2. The method for optimizing building structure design based on artificial intelligence according to claim 1, characterized in that: Before the CNN extracts mechanical features, the historical engineering data is preprocessed, including: Remove noisy data through data cleaning; Standardize coding of unstructured data such as design drawings and test reports; Normalization is used to unify the dimensional differences.

3. The method for optimizing building structure design based on artificial intelligence according to claim 1, characterized in that: The genetic algorithm adopts the NSGA-II algorithm framework, and the optimization objectives include at least material cost, structural stiffness and carbon emissions.

4. The method for optimizing building structure design based on artificial intelligence according to claim 1, characterized in that: The method further includes an integrated interface with the BIM platform to support real-time data feedback from the construction phase to the design optimization module.

5. The method for optimizing building structure design based on artificial intelligence according to claim 4, characterized in that: The integrated interface of the BIM platform collects construction data in real time through IoT sensors, including material deformation, ambient temperature and humidity, and load changes, and dynamically adjusts design parameters to match actual construction conditions.

6. The method for optimizing building structure design based on artificial intelligence according to claim 1, characterized in that: The reward function of the reinforcement learning includes a weighted sum of a safety index and an economic index, and the weights are dynamically adjusted by technical personnel.

7. The method for optimizing building structure design based on artificial intelligence according to claim 6, characterized in that: The safety indicators of the reward function include seismic performance coefficient, structural failure probability and redundancy of key nodes, and the economic indicators include material cost, construction cost and operation and maintenance expenses.
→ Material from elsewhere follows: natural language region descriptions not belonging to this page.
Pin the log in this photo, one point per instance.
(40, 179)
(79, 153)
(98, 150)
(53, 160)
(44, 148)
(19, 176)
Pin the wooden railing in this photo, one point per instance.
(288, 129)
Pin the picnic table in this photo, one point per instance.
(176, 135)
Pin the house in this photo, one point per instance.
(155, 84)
The weight adjustment method supports manual input and automatic preset templates based on project type matching.

8. The method for optimizing building structure design based on artificial intelligence according to claim 3, characterized in that: The optimization objectives of the genetic algorithm further include a construction feasibility score and a historical building protection grade, wherein the construction feasibility score is evaluated by simulating the feasibility of the scheme through the Monte Carlo method.

9. The method for optimizing building structure design based on artificial intelligence according to claim 1, characterized in that: The method also includes a human-machine collaborative decision-making module, which provides a visual interface for engineers to manually correct the AI-generated solution. The corrected solution is fed back to the CNN and reinforcement learning model as new training data to achieve online model updates.
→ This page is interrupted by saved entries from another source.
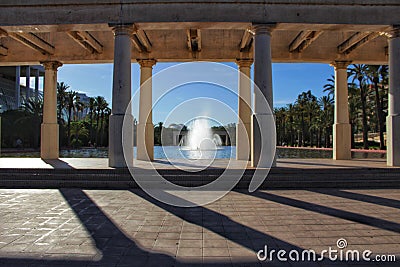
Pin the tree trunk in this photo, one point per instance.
(379, 113)
(364, 117)
(69, 127)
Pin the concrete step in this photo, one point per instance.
(282, 178)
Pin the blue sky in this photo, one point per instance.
(197, 98)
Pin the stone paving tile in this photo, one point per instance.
(127, 228)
10. The method for optimizing building structure design based on artificial intelligence according to claim 1, characterized in that: The CAE simulation verification adopts multi-physics field coupling analysis, including statics, dynamics and thermodynamics simulation, and when the deviation between the simulation result and the AI ​​prediction value exceeds a preset threshold, it automatically triggers local parameter re-optimization and generates a difference report.